RFC2616 states the Location value should be a fully qualified URL. Some apps use a local reference (just the URI). I've seen absolute URIs and relative URIs. Here are a few examples of the different forms and how the browser typically handles it:
http://example.com/new_location - browser doesn't do any normalisation of this
/new_location - most browsers assume the same protocol and host, and then append the new URI to form the new request
new_location - most browsers assume the same protocol and host, and then append the new URI portion to the previously requested protocol, host and path to form the new request
If your app uses the fully qualified URL, you would need to parse the URI. You would then need to encrypt it, base64 encode it, URI encode it and finally prepend a forward slash to the new path. Similarly, for an absolute URI, you would need to encrypt it, base64 encode it, URI encode it and then prepend a leading forward slash. For a local URI, you would need to save the requested path, append the new location token, encrypt it, base64 encode it, URI encode it and then prepend a forward slash.
URI encoding is necessary as the base64 encoded value can contain characters outside the normal ASCII set allowed in HTTP headers.
To differentiate between a URI which was encrypted and one that wasn't, I'd suggest inserting some arbitrary characters like enc_. The command would look something like this:
set encrypted_location_path "/enc_[URI::encode [b64encode [AES::encrypt $::my_aes_key $string_to_encrypt]]]"
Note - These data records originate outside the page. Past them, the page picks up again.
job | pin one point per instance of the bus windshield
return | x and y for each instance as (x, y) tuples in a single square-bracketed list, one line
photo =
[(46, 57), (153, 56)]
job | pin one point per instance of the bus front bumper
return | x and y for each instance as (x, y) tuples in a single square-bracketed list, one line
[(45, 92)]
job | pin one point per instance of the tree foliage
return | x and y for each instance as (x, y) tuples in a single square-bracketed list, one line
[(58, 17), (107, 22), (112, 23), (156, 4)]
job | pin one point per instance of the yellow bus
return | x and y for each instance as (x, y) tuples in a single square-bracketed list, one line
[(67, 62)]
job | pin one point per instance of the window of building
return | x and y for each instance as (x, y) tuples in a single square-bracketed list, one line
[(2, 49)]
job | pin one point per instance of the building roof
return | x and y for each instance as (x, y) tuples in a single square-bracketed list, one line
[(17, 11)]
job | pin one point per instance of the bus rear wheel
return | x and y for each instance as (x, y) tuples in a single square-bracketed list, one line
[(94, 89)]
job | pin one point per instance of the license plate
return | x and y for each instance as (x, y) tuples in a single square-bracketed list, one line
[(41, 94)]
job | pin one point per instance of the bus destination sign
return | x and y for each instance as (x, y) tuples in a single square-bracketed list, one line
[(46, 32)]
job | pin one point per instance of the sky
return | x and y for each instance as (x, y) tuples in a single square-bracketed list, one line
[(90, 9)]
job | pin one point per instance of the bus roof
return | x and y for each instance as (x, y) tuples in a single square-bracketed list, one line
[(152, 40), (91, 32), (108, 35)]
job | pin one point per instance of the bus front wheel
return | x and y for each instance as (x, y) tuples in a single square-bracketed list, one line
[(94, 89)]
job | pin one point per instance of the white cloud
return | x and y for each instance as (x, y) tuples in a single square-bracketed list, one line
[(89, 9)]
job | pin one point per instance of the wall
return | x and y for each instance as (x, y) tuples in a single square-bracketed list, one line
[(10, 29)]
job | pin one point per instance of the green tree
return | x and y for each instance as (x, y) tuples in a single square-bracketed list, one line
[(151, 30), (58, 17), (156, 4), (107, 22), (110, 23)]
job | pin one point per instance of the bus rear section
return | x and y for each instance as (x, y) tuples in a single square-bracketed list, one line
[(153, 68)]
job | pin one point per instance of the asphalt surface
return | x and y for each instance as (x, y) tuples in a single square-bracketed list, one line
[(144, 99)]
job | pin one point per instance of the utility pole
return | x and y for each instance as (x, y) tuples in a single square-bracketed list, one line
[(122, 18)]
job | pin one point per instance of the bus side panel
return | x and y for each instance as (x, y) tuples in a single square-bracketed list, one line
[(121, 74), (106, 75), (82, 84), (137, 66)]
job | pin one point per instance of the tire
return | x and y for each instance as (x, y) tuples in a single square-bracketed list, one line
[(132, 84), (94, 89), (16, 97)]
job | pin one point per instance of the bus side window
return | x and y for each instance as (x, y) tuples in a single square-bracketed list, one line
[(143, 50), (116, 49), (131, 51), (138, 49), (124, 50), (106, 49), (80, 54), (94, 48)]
To decyrpt this on the request, you'd want to first check if the requested path started with /_enc. If not, it wasn't encrypted. You would want to use catch (
Click here) to handle any errors in decoding/decrypting the request.
You would want to strip off the prepended forward slash, URI decode, base64 decode and the decrypt the string.
Before trying to decrypt the path, check if the session cookie has a length and that the path starts with the encrypted string prefix
if {[string length $session_cookie_value] and $path starts_with "/$::encrypted_string_prefix"}{
URI decode the path. Need to take off the leading forward slash and string "enc_" we added in the response.
Use 'catch' to catch any errors that occur when trying to decode the path value.
Save the output to path_uri_decoded.
if {not ([catch {URI::decode [string range [HTTP::path] [expr {$::encrypted_string_prefix_length + 1}] end]} path_uri_decoded]) \
and [string length $path_uri_decoded]}{
Log that the path was URI decoded
if {$::path_encrypt_debug > 2}{log local0. "[IP::client_addr]:[TCP::client_port]: \$path_uri_decoded was set successfully: $path_uri_decoded"}
If you see failures in the decoding and/or decrypting, try logging the values you're setting in the response and comparing them to the value the client sends in the request.
When I did this last, I ended up encrypting the paths (not the full query string) and just parameters that the application set. If you try to encrypt all parameters, you can potentially run into a problem handling the client-set parameters.